One last point it is this distinction between politics and economics that was instrumental in co-opting and defusing the anti-apartheid struggle. As Nigel Gibson notes;I don't think that last point pertains to what I'm saying, though.

Anyway, let's take community organizing: whether or not you call your organization "grassroots", it is yet organization, and it fills a most political role. That is why we cannot say "the workers will make the revolution through something none of us can imagine". Revolutions and the movements they are founded on are created by workers...organized into organizations.

The state is certainly a site of change, just not in the way the capitalists envision. Working-class parties and their allies can use the platform of bourgeois politics to our advantage. After all, it is the duty of all revolutionaries to challenge, confront and defeat capitalist rhetoric in every inch of capitalist society. If we can do that from a campaign speech platform or from the floor of parliament, that is exactly what we will do. If circumstances dictate this must be done from within a coalition with a multi-class ally, then that is what we must respond to. The SACP is following this fundamentally revolutionary principle: advocate for the workers, everywhere.

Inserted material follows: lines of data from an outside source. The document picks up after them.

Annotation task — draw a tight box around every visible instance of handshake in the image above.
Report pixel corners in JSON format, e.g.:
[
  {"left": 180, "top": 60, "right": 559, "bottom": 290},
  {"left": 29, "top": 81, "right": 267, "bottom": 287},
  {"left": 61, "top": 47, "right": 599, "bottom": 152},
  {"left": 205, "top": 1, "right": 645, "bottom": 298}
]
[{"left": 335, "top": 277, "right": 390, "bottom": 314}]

You, quite reasonably, highlight the "politics of demands", but this is not hideous necessarily. It is one subset of politics that holds so much potential for South African workers, and we would be foolish not to take advantage of that.


Unfortunately when dealing with parties such as the SACP they are indeed ‘horrible and reactionary’.That is not the case, that is perception but not reality. Why burn bridges when you can help comrades to the other side? That's my question.

By the way, I appreciate the in-depth and well thought-out post. No matter our disagreements I respect the effort you've put into your response. I can only hope I've done the same. Just as a heads-up, it wouldn't surprise me if it takes awhile for me to respond next time (think a half-week to a week), but please don't let that stop you from making a reply...I'll get to it when I can. :thumbup1:

bricolage
20th June 2010, 13:10
I don't have time to write a proper answer now and am going away for a week, if I remember when I get back I will reply then.

Nothing Human Is Alien
21st June 2010, 11:53
A recent candid admission from Mandela's ex-wife and ANC politician Winnie Madikizela-Mendela: "[Nelson Mandela] agreed to a bad deal for the blacks. Economically, we are still on the outside. The economy is very much 'white.' It has a few token blacks, but so many who gave their life in the struggle have died unrewarded."

Wanted Man
21st June 2010, 12:48
A recent candid admission from Mandela's ex-wife and ANC politician Winnie Madikizela-Mendela: "[Nelson Mandela] agreed to a bad deal for the blacks. Economically, we are still on the outside. The economy is very much 'white.' It has a few token blacks, but so many who gave their life in the struggle have died unrewarded."

And she denied giving this interview days after: http://www.timeslive.co.za/sundaytimes/article354012.ece

The alleged interview including the quote: http://www.thisislondon.co.uk/standard/article-23812947-how-nelson-mandela-betrayed-us-says-ex-wife-winnie.do

Whether she said it or not, it's pretty accurate.